Fountain received her hoverboard as a birthday gift last August.
“It feels good riding to class,” she said. “Honestly, you get an extra couple minutes of sleep in the morning.”
Fountain rode her hoverboard on campus throughout the entire fall semester and stored it in her dorm, but she said she understands why the university ban was put in place for the spring.
“You can’t really say, ‘Oh, the cheap ones are banned and the expensive ones aren’t,’” she said. “So I honestly, I agree with it. If they’re catching fire and everything it’s the best thing to do to keep everyone safe.”
“God forbid mine was to catch fire,” Fountain added. “You know that would ruin everyone’s room and stuff.”
Paige Dadich, a sophomore speech pathology major who lives on campus, said she disagrees with the university ban of hoverboards in on-campus housing.
“We’re all adults,” she said. “Most if not all of us are 18 years or older. We came to college, and we live here to have our own freedom.”
“I think that it’s one thing to say we can’t have them on campus, but to say that we can’t have them in our campus housing is a little ridiculous,” Dadich added.
The university-wide hoverboard ban applies not only to on-campus housing and other campus buildings, but also to public streets and sidewalks that run through campus.

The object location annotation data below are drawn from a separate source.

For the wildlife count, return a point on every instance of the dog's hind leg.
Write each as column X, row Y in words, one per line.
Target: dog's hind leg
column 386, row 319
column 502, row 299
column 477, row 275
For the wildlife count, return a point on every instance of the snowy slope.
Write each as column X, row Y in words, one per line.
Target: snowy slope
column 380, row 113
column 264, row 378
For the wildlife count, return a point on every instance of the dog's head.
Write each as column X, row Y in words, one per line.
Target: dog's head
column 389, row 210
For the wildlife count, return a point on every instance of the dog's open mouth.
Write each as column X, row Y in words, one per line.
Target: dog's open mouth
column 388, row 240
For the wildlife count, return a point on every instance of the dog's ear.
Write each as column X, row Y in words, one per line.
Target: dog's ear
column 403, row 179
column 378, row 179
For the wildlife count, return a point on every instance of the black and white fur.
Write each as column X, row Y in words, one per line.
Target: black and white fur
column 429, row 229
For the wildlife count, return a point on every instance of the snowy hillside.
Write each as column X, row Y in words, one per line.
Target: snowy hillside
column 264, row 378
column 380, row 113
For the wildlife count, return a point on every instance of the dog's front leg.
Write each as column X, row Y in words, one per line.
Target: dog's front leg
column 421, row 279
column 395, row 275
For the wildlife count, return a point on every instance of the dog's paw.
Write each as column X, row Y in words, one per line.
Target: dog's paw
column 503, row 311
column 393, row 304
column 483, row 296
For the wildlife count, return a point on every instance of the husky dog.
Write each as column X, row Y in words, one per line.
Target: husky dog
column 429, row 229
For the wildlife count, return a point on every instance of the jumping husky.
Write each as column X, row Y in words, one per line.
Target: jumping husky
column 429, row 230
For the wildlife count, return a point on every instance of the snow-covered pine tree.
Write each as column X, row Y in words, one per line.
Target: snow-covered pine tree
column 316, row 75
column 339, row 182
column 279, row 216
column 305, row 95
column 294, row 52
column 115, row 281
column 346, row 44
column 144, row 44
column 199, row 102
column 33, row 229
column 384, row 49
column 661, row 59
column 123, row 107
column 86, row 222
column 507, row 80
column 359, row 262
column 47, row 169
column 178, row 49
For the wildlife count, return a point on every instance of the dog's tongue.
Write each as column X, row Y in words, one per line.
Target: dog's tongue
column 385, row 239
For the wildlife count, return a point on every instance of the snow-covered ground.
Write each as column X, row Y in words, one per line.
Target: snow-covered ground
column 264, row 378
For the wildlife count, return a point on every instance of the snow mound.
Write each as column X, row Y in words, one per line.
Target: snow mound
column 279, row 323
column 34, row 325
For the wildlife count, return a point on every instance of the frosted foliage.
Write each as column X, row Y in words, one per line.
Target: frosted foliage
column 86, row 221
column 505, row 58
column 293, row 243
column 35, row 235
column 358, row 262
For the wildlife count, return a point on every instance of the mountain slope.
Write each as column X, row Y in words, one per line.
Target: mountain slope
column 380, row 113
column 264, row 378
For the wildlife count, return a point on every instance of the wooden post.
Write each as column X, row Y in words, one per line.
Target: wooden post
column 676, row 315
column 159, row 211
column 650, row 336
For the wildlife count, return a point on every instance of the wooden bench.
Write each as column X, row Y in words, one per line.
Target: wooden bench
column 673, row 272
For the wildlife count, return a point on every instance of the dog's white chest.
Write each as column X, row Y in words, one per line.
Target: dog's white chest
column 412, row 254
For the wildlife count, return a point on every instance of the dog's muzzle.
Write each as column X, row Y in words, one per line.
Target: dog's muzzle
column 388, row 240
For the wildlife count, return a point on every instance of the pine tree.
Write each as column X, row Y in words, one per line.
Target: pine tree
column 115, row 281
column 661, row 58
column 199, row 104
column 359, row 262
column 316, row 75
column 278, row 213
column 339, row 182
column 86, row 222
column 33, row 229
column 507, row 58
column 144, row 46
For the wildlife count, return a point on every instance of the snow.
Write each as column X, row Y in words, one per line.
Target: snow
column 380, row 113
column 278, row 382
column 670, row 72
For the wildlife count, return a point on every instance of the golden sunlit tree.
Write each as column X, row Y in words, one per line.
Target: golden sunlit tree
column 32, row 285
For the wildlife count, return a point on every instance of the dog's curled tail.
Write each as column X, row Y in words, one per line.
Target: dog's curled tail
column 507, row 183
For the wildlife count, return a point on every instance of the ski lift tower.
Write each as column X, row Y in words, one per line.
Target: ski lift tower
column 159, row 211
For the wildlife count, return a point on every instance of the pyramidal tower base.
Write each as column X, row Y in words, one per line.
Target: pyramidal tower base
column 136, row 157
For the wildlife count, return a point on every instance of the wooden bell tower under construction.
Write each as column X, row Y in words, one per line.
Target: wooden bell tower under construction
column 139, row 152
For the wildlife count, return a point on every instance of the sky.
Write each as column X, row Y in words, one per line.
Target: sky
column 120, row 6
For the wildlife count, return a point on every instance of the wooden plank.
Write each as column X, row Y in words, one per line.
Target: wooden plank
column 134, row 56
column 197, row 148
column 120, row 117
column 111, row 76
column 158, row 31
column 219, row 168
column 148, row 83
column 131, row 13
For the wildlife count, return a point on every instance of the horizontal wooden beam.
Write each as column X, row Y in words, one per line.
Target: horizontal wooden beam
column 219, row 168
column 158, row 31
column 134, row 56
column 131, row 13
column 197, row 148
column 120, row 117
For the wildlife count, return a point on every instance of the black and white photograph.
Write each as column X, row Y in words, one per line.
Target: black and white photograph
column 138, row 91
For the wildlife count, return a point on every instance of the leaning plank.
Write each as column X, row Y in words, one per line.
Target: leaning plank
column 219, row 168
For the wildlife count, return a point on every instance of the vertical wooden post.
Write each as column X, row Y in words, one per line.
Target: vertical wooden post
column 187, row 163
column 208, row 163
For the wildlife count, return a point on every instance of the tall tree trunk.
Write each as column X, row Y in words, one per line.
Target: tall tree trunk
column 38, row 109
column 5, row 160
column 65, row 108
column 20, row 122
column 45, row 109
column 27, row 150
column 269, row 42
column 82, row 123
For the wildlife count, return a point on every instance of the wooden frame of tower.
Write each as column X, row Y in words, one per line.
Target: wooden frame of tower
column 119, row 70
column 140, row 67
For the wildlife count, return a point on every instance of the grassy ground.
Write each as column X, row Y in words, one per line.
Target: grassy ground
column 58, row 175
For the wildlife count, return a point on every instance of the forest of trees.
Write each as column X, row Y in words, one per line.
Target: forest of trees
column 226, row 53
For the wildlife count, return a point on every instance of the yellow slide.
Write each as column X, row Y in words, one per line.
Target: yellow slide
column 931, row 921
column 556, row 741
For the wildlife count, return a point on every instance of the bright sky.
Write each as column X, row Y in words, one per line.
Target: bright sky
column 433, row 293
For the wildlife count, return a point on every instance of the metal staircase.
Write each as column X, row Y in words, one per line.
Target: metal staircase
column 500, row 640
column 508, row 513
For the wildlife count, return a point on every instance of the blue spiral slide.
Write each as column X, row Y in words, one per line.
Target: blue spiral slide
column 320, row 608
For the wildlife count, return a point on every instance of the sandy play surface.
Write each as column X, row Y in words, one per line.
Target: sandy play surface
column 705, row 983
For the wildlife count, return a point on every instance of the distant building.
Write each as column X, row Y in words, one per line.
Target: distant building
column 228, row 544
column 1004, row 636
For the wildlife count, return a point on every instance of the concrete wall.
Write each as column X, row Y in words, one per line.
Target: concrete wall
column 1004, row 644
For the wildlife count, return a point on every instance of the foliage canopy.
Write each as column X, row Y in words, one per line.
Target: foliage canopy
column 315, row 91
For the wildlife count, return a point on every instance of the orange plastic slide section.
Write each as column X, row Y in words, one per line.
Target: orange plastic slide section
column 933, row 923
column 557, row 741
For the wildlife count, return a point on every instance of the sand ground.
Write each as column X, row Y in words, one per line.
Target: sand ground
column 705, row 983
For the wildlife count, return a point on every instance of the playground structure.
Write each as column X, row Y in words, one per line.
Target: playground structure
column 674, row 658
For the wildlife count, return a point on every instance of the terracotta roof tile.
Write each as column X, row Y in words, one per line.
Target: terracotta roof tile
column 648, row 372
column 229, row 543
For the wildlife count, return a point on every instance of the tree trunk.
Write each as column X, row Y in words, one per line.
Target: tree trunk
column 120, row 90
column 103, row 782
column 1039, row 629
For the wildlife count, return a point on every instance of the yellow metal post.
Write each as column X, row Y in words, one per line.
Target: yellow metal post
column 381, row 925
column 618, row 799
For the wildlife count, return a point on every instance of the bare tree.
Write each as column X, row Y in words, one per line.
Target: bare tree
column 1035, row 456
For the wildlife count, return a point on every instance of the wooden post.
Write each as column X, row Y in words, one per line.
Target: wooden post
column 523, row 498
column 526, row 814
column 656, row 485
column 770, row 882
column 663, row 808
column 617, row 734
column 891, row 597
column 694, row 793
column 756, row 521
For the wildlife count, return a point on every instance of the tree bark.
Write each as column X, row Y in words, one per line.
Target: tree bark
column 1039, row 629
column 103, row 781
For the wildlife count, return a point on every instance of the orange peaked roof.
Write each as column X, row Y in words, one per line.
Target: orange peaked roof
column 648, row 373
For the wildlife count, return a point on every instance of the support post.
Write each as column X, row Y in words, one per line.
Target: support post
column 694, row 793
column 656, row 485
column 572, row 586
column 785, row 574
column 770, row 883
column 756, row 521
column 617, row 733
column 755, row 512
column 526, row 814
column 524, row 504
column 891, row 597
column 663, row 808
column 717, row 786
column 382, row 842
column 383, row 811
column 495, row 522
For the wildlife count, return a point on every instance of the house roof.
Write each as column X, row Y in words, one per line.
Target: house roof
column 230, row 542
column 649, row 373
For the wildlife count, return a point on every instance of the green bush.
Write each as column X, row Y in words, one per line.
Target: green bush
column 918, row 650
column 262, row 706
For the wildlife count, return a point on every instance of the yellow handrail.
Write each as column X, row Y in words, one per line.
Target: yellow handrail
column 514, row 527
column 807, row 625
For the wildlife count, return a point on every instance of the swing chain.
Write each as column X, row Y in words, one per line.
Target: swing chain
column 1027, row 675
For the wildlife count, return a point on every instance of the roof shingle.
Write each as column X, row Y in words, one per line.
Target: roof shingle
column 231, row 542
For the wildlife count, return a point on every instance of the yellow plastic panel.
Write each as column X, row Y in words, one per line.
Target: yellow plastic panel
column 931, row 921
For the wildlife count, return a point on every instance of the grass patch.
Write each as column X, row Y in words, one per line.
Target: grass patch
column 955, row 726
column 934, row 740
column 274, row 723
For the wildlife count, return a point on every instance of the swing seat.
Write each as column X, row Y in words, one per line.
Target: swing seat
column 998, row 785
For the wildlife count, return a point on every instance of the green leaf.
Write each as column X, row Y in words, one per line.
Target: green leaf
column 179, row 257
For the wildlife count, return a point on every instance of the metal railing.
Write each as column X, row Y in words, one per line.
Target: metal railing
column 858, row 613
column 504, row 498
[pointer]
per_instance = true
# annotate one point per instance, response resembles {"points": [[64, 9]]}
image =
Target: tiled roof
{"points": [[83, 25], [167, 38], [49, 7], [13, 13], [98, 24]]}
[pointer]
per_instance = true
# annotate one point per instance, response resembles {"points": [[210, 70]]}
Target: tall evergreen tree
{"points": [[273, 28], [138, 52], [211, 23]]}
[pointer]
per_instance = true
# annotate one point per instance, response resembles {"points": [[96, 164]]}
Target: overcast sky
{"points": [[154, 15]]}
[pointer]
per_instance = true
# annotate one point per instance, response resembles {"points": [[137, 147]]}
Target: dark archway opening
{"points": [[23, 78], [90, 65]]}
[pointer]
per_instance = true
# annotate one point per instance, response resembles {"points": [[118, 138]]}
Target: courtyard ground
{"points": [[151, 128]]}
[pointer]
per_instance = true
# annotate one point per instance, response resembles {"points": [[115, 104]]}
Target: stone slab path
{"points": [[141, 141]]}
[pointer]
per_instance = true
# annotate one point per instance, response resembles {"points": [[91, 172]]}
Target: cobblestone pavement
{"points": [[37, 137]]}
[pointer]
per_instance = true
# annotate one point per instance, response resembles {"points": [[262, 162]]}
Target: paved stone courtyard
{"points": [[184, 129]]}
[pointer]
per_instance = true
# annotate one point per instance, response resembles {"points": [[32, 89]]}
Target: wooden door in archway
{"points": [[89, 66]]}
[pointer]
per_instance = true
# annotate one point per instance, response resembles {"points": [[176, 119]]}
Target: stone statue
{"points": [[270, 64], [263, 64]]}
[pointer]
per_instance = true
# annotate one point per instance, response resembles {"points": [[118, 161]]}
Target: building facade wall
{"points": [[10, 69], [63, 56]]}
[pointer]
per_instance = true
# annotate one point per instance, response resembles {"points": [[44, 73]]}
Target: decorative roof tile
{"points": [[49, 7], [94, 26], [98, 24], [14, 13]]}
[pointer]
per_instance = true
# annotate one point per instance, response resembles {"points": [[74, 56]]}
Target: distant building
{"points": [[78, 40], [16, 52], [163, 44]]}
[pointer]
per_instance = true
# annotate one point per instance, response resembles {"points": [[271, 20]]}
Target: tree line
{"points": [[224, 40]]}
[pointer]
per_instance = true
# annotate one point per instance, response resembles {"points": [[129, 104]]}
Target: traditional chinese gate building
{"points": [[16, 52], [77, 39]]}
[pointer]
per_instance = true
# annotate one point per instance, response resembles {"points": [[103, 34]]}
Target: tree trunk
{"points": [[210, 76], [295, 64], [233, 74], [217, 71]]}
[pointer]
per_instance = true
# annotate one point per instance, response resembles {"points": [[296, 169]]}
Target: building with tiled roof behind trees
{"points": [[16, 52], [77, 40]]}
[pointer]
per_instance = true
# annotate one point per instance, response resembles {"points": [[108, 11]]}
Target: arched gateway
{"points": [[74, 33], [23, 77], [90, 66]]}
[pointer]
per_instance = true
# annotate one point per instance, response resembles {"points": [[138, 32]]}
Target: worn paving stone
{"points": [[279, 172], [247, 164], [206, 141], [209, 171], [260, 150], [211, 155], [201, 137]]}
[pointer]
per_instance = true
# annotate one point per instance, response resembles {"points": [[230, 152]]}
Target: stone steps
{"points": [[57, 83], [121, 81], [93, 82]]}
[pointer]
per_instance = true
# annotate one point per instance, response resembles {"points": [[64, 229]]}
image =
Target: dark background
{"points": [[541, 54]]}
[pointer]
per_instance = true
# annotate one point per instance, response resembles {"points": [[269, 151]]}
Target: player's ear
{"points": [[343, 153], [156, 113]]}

“You can’t say, ‘You can’t bring it in, but you can ride it down Liacouras,’ because what are you going to do when you arrive at the door?” Creedon said. “It’s easier just to tell people, ‘Look, don’t run these things on campus.’”
For those students caught with hoverboards on campus, Creedon said they will be warned about the university policy and asked to comply.
“At this point, I don’t expect them to be confiscating anything, unless someone really pushes the issue,” Creedon said. “And I don’t think our students are the type that are going to push an issue over something like this.”